Volvimos al hotel para comer. Seis mujeres y dos hombres nos sentamos alrededor de una mesa redonda y bien puesta con vistas al mar para degustar, qué si no, un arroz. Un arroz auténtico, puntualizo. Con sepia y rape. Excelente. La conversación fue amena y se habló de literatura lo justo. Perfecto. No se censuró a nadie, cosa rara, y eso que alguna mención bien pudo propiciarlo. Se optó por la sensatez.
Apenas hora y media después ya estaba en el hall la librera. Nos iba a llevar en su coche a Noviembre, la librería donde estaba prevista la lectura de poemas. Sus dueñas son Mònica Bernat Socarrades y Celia Puchol Saura. El local está recién reformado y respira hospitalidad y calma. Se ve a las claras que saben de libros (porque leen, lo que no hacen todos los que los venden). Las estanterías hablaban por sí mismas: en ellas había libros seleccionados, no mecánicamente recibidos. Veinte años son muchos como para no saber de qué va ese ilustrado negocio.

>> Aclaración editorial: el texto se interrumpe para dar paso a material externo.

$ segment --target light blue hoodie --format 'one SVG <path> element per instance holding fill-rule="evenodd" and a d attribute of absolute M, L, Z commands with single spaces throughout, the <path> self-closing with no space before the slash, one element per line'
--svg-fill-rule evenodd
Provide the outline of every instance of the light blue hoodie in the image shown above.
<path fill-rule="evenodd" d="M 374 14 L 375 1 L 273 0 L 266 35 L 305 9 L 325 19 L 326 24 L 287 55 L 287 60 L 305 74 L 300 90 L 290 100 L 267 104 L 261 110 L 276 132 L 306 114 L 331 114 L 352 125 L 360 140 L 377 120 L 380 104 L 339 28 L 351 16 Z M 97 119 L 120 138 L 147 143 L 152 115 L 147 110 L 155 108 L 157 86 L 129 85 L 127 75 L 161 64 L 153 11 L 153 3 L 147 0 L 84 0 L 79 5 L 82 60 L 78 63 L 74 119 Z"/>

De la presentación se ocupó la mencionada Jacinta Negueruela. Por fin pude conocerla en persona. Pura sensibilidad. Además de promotora del ciclo señalado, es autora del libro de poemas Palabras bajo la piedra (Devenir) y, en la misma editorial, del ensayo Un arte presencial. De Yves Bonnefoy a Miquel Barceló y de la traducción de La poesía en voz alta. Tres ensayos y una entrevista, del poeta francés, con prólogo del desaparecido Andrés Sánchez Robayna y epílogo de ella.
Se centró, con qué tino, en El cuarto del siroco, que es el libro que creímos más apropiado para los alumnos del instituto. Éramos pocos. Otra vez dos hombres entre un grupo de mujeres. Eso facilitó esa "conversación en la penumbra", hermosa definición del poema (de la poesía, diría uno) según Eliseo Diego, que allí mantuvimos. Habló, ya digo, Negueruela, leí algunos poemas y di algunas claves particulares del libro, respondí a algunas preguntas... Salimos contentos por el rato disfrutado, con unos cuentos para las nietinas y un libro sobre Tánger, para no perder la costumbre.
El viaje de vuelta fue más llevadero en lo que al tráfico se refiere. Paramos en Tarancón a comer y un muchacho nos indicó en una rotonda del polígono cómo llegar a un restaurante "al que van los trabajadores" (no queríamos más sustos) y donde uno dio buena cuenta de un sustancioso cocido. Después, el diluvio, a la salida de aquel poblachón manchego; el sol, a la altura de Toledo, una vista que siempre impresiona; una tremenda granizada, por Talavera de la Reina, que obligó parar los vehículos en la calzada, y, para terminar, una tormenta con sus rayos y truenos por Malpartida de Plasencia, ya cerca de casa.